Et le temps fit son office pour finir de rabibocher le couple. Les mois suivants se passèrent sans encombres, uniquement parsemés des crises hormonales de Jo.
- Je te dis qu'ils invitent des potes ! S'écria la Kuchiki en regardant son ventre sous toutes les coutures dans la glace.
- Jo, calme-toi, c'est dans ta tête tout ça… Murmura Renji depuis le lit où il espérait bien se rendormir.
- Non ! C'est pas dans ma tête ! Regarde mon ventre, regarde-le bien ! Je te dis que tes fils invitent d'autres fœtus pour une fête clandestine parce qu'ils savent que là où ils sont je peux pas les surveiller et en avoir le cœur net ! Bande de petits délinquants !
- Jo…
- Vous croyez berner votre mère avant la naissance ? Nan mais vous me prenez pour qui ?! Y'a qu'à regarder la taille de ce ventre pour comprendre que c'est pas possible que vous soyez que deux ! Mais maintenant, la fête est finie ! Alors vous allez renvoyer vos copains d'où ils viennent et ranger tout ce bazar !
- Jooo….
- Non Renji, laisse-moi faire, il faut que je leur montre qui c'est qui commande ici !
Abarai préféra replonger la tête dans son oreiller et lança d'une voix étouffée :
- Fais comme tu le sens ma chérie…
- Ah vous voyez, votre père m'approuve ! I have the power ! Ahahahahaha !

Un bruit de chaise raclant le sol fit relever la tête à Renji.
- Hey, Jo ! Ca va pas ?! Demanda-t-il en voyant sa femme s'asseoir précipitamment.
- Euh… oui… non… peut-être… je sais pas… j'ai le souffle coupé…
- Du calme, qu'est-ce qui t'arrive ? T'as un malaise ? T'as envie de vomir ? J'appelle Unohana ?
- Oui, appelle-la, je crois que y'a un truc qui cloche…
Renji se précipita dans la chambre et vola jusqu'au portable le plus proche, fouillant son répertoire d'une main tremblante.
- Bordel, bordel, bordel, bordel. Souffla-t-il. Et Unohana qui n'avait même pas pu faire d'échographie à Jo, qu'est-ce qui se passe…
- Renjiiiiiiiiiiiiiii.
- J'arrive, j'arrive. Ah, voilà le numéro !
« Votre téléphone est déchargé. » Annonça très aimablement une voix robotique à l'autre bout du fil.
- !
- RENJIIIIIII ! Panique pas ! Je sais ce qui se passe, mais c'est la galère !
- Qu'est-ce qui y'a ? Qu'est-ce qui y'a ?
- Il y a que, tout bêtement, J'ACCOUCHE !
- HEIN ?! Mais… sur la chaise ?!
- Bien sûr, c'est la tradition dans ma famille… NON MAIS TU LE FAIS EXPRES OU QUOI ?! J'AI PAS CHOISI ! J'AI DES -AAAAH- CONTRACTIONS LA !
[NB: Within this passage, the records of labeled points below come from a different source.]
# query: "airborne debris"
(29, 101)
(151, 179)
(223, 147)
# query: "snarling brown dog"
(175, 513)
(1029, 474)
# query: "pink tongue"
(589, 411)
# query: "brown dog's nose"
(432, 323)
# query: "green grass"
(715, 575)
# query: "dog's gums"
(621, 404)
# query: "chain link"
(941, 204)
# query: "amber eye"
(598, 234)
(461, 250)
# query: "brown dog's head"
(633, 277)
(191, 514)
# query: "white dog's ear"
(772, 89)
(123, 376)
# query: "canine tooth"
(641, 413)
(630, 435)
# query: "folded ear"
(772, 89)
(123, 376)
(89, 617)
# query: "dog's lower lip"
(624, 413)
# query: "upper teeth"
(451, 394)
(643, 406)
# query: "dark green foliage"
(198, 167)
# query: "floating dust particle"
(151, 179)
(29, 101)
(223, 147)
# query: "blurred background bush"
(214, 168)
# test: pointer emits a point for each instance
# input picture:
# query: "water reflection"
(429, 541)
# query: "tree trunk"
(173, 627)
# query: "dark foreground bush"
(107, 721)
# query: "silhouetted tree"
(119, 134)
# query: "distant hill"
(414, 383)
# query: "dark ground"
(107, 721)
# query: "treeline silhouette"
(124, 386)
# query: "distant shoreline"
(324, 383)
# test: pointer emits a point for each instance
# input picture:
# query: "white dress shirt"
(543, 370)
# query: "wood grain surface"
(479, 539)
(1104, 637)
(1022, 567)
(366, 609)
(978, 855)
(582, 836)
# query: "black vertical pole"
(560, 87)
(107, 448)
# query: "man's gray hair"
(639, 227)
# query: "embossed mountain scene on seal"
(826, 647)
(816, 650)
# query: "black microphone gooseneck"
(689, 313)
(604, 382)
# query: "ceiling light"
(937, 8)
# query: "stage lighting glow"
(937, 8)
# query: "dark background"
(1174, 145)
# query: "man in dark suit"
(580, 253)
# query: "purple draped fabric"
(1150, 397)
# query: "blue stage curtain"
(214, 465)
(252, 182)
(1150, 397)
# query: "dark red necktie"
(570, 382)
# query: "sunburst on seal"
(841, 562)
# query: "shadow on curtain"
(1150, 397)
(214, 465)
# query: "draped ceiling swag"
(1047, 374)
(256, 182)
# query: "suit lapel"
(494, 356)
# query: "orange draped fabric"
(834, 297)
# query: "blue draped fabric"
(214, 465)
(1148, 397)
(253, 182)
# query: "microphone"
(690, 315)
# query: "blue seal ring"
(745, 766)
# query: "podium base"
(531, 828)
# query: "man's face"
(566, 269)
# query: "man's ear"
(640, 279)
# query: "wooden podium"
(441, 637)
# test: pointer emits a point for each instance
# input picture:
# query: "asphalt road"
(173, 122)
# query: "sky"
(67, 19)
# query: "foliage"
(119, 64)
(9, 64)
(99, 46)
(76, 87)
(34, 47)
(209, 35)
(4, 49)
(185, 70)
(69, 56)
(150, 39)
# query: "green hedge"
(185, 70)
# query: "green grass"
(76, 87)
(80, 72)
- Ok, tu bouges pas, j'envoie un Papillon de l'Enfer.
- Maaaaaaaaagne tes fils sont en train de tenter une percée je le sens !
- Ceci est un message pour Unohana Taicho. Commença Renji à l'insecte docilement posé sur son doigt.
- Grouiiiiiiiiiiiiiiiiiiiiille ! Pitiééééé !
- Euh… Jo a un problème !
- JO ACCOUCHE TOUT SIMPLEMENT ! HELP !
- Si vous pouviez…
- ELLE SAIT QUOI FAIRE ! ENVOIE JUSTE CETTE SALOPERIE DE PAPILLON !
Renji donna son envol à la petite bête et aida sa femme à marcher jusqu'au lit pour l'y allonger.
- Ca va aller ?
- Nan ! Si jamais le papillon à pas le sens de l'orientation, je te jure que… oula… je vois flou… Continuez sans moi les gars je vais vous ralentir… Déclara la maman en tombant dans les pommes.